THÉÂTRE  DE  MARIONNETTES
 
 

L'ÉDUCATION DE PIERROT

Lemercier de Neuville

1898

BASTONNADE EN UN ACTE

Personnages :

CASSANDRE, père de Pierrot.
POLICHINELLE, professeur.
PIERROT.
FRANCINE, servante de Polichinelle.
UN GENDARME.

 


Une chambre.
 


SCÈNE PREMIÈRE


FRANCINE


FRANCINE. - Mon Dieu, quelle baraque de maison que celle de monsieur le marquis de Polichinelle ! Du matin jusqu'au soir ce sont des cris, du bruit, de la vaisselle cassée, des cloisons démolies ; on dirait d'une ville au pillage ! Cependant je n'ai que deux maîtres à soigner, lui et monsieur Pierrot dont il fait l'éducation, à ce qu'il dit, et qui deviendra un chenapan s'il suit les conseils de son maître. Ah ! si je trouvais une autre place, comme je les lâcherais là ! (On entend la voix de Polichinelle.) Voici monsieur qui vient par ici. Gare là-dessous !



SCÈNE II


FRANCINE. POLICHINELLE, entrant par la droite.



POLICHINELLE, criant. - Francine ! Francine ! Francine ! Pourquoi a-t-on desservi la table ?


FRANCINE. - Mais monsieur...


POLICHINELLE. - Vous le voyez, Francine, je suis calme ! Pourquoi a-t-on déjà desservi la table ? Je voulais donner à mon élève une leçon de fourchette.


FRANCINE. - Mais monsieur, vous venez de déjeuner ensemble, j'ai cru que la leçon était donnée.


POLICHINELLE. - Je la donne toujours deux fois, pour qu'il apprenne mieux.


FRANCINE. - C'est aussi, monsieur, que je n'ai plus rien à vous donner à manger.


POLICHINELLE. - Plus rien ! Vous n'avez donc pas été au marché ?


FRANCINE. - Si, monsieur ! Mais nous l'avons dévalisé, le marché ! Il n'y a plus de poisson, il n'y a plus de gibier, il n'y a plus de légumes, il n'y a plus de viande, il n'y a plus de fruits quand nous avons passé par là ! La ville s'en plaint, monsieur, elle est menacée de la famine ! Tout le monde devient maigre que ça fait pitié ! Il n'y a qu'ici qu'on engraisse !


POLICHINELLE. - Je vois bien, coquine, que vous me contez là des histoires.
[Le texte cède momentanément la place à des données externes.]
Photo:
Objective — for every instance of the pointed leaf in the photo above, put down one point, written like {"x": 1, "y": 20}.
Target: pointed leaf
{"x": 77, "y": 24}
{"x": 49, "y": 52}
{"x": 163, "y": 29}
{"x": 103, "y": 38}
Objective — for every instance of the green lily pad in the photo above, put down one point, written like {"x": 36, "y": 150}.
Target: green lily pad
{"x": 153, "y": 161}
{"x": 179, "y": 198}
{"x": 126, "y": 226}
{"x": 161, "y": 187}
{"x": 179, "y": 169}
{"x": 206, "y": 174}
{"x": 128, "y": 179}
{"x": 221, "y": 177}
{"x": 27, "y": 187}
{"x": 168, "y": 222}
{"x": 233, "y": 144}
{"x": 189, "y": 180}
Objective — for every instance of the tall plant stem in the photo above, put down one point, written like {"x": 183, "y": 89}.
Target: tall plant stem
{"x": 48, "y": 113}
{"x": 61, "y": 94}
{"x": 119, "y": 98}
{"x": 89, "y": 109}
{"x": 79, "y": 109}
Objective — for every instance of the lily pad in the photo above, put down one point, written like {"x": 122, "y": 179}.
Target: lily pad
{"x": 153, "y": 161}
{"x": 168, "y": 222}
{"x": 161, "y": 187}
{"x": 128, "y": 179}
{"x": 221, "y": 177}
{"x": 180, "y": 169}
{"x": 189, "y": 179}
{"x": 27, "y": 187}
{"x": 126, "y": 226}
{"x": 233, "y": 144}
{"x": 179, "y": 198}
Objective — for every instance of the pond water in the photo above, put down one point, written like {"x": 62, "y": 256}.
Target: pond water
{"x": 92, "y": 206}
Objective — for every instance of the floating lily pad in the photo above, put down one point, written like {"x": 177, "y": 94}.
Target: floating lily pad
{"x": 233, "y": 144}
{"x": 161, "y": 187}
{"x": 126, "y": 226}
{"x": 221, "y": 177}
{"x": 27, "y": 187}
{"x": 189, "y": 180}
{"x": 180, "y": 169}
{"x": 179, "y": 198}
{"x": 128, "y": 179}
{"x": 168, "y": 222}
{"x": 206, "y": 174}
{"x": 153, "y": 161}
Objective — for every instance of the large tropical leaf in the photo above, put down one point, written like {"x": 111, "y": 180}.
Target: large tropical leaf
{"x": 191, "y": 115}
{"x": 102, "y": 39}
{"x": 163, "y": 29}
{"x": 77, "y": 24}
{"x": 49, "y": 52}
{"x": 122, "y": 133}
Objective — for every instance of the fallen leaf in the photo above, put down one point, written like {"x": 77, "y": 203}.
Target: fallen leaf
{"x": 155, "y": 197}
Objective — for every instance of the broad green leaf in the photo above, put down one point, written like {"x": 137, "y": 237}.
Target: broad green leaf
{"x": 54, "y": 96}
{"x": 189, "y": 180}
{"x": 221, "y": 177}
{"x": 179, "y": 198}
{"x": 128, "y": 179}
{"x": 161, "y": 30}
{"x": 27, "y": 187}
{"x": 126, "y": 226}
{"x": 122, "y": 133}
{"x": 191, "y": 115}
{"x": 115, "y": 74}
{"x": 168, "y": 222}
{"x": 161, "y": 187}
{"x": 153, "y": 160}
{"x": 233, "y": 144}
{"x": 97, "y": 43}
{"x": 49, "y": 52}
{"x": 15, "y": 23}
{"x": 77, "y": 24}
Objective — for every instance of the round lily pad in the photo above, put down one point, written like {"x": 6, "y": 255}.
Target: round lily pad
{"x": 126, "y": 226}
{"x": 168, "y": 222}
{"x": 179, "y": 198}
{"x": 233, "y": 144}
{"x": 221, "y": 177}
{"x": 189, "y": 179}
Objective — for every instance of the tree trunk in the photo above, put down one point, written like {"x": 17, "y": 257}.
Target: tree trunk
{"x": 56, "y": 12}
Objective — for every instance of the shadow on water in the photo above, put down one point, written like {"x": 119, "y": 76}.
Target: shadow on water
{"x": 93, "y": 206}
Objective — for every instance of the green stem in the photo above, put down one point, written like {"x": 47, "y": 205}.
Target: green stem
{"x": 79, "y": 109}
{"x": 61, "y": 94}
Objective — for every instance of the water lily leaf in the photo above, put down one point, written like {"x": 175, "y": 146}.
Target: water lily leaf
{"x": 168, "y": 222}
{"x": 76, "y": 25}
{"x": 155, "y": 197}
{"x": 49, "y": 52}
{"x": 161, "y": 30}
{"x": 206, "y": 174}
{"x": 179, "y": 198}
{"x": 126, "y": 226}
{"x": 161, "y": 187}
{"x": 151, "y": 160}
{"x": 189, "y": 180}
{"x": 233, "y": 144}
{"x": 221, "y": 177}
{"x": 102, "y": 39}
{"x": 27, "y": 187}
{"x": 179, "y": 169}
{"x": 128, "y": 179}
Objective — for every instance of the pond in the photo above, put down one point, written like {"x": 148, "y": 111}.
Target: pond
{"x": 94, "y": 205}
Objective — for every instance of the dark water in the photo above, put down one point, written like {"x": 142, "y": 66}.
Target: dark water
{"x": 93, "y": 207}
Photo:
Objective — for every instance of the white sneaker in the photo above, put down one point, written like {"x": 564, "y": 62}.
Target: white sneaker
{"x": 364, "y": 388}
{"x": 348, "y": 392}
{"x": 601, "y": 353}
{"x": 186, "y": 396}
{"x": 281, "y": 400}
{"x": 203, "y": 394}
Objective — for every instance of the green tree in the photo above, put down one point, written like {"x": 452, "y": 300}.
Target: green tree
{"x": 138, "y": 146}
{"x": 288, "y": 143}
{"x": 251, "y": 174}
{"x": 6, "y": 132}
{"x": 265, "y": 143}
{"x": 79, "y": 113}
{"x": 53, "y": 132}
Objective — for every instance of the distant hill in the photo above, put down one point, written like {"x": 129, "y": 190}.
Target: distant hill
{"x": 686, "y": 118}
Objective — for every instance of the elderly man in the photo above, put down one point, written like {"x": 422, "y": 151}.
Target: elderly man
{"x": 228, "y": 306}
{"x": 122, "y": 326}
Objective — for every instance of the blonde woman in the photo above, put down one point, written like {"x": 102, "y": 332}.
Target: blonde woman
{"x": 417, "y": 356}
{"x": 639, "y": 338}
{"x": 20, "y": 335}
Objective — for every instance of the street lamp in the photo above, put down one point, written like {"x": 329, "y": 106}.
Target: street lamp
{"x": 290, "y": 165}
Et y a-t-il encore du vin dans la cave ?


FRANCINE. - Oui, monsieur, mais pas beaucoup.


POLICHINELLE. - Comment ! Pas beaucoup ! Mais qui donc l'a bu ?


FRANCINE. - Vous, monsieur, vous ! Et monsieur Pierrot votre élève.


POLICHINELLE. - Voilà qui me paraît surprenant !


FRANCINE. - Pas à moi, monsieur ; vous buvez toute la journée.


POLICHINELLE. - Que voulez-vous dire par là ? Voudriez-vous insinuer que je suis un ivrogne ?


FRANCINE. - Je ne dis pas cela, monsieur.


POLICHINELLE. - Apprenez ceci : Un ivrogne se grise, moi, je bois tout le temps et je ne me grise jamais ! Mais assez de bavardage, descendez à la cave et apportez-moi deux bouteilles de vin, bien frais et bouché... que vous déboucherez.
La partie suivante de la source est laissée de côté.